Load of rubbish. Put away the amateur theatrics. Savers want sufficient return to make it worth saving, else they just don't bother saving at all. Sometimes they bid up the price of assets in an attempt to indirectly save, but going directly to assets is basically proof that the financial intermediaries are broken (much like seeing a rise in barter proves that the settlement and exchange system is broken).
Government schemes have well understood that their policies would normally discourage savings, so they have attempted to force it with 401k plans, Social Security, and in other countries compulsory Superannuation. All of this would not be necessary if we just had a normal operating market in interest rates. There's a bunch of reasons why these forced savings systems cause a bunch of problems... anything so good it has to be mandatory is going to have problems.
Oh did you hear the one about the farmer where the Feds came around every year and scooped out a little bit of his farm and took it away? He started with 100 acres 50 years ago in 1965 and today they have scooped him right down to a mere 13 acres. You never heard about that? Probably because it never happens, because scooping away someone's farm would be ridiculous, right?
But scooping away someone's money, where the person with 100 units of fiat currency in 1965 now only has equivalent purchasing power of 13 units of currency today... no problem. That's a perfectly reasonable thing to do. How did it happen? Continuous money injection, not by "last resort" on a highly occasional basis, but all the time money injection.
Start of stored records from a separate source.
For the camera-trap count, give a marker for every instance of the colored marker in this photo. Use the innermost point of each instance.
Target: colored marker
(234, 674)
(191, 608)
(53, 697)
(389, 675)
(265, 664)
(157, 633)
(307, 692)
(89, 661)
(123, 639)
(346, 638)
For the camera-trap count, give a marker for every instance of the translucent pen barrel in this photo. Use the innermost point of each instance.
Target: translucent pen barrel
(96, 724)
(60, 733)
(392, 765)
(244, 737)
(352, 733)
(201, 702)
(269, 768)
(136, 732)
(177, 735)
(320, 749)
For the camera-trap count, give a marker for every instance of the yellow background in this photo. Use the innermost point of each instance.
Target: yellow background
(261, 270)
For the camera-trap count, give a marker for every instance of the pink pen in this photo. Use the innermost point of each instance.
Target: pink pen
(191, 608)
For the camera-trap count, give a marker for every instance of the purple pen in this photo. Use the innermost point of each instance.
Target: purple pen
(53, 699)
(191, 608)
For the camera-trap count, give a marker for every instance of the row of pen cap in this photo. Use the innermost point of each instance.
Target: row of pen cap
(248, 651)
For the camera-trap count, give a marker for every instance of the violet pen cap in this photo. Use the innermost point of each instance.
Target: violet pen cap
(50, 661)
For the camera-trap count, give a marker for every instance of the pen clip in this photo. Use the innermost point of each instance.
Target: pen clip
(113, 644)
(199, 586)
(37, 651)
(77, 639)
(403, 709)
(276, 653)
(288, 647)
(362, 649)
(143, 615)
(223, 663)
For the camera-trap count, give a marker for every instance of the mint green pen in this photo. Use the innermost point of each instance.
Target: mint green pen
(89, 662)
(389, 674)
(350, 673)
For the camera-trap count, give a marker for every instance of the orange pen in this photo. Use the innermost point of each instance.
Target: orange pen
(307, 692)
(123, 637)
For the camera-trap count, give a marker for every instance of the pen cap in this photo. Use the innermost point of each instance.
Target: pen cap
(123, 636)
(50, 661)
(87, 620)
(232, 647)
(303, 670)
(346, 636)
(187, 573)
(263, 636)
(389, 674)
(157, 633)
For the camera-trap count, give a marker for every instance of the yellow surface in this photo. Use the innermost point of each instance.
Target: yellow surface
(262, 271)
Posted by: Tel | January 01, 2016 at 05:58 PM
Is national income accounting, rather than global income accounting, still the relevant model? I am a consumer, and recently purchased, well, not $1000 but $100, in "new cool stuff" in the form of new led safety products for my dog - products that didn't exist 12 months ago. I purchased them on Amazon.ca from a company that shipped them directly from China to me. I suspect that very little of the $100 I spent was added to the aggregate national income of Canada, but rather most of it was added to the aggregate national income of China, even as the entire $100 was part of the aggregate national expenditure of Canada.
I'm not an economist, however, so please explain where I've misunderstood the principle.
Posted by: Melissa Belvadi | January 02, 2016 at 10:10 AM
"If aggregate expenditure rises by $1,000, then aggregate income rises by $1,000."
If aggregate *cash* expenditure rises by $1,000, then aggregate *cash* income rises by $1,000. But if this change involves consumption increasing by $1,000 but production does not change, then as a society we have collectively become poorer to the tune of $1,000 of stockpiled goods.
If we all go out and spend $1,000 more, we wouldn't all be going into debt, but (assuming no increase in production resulted) we would indeed be living beyond our means.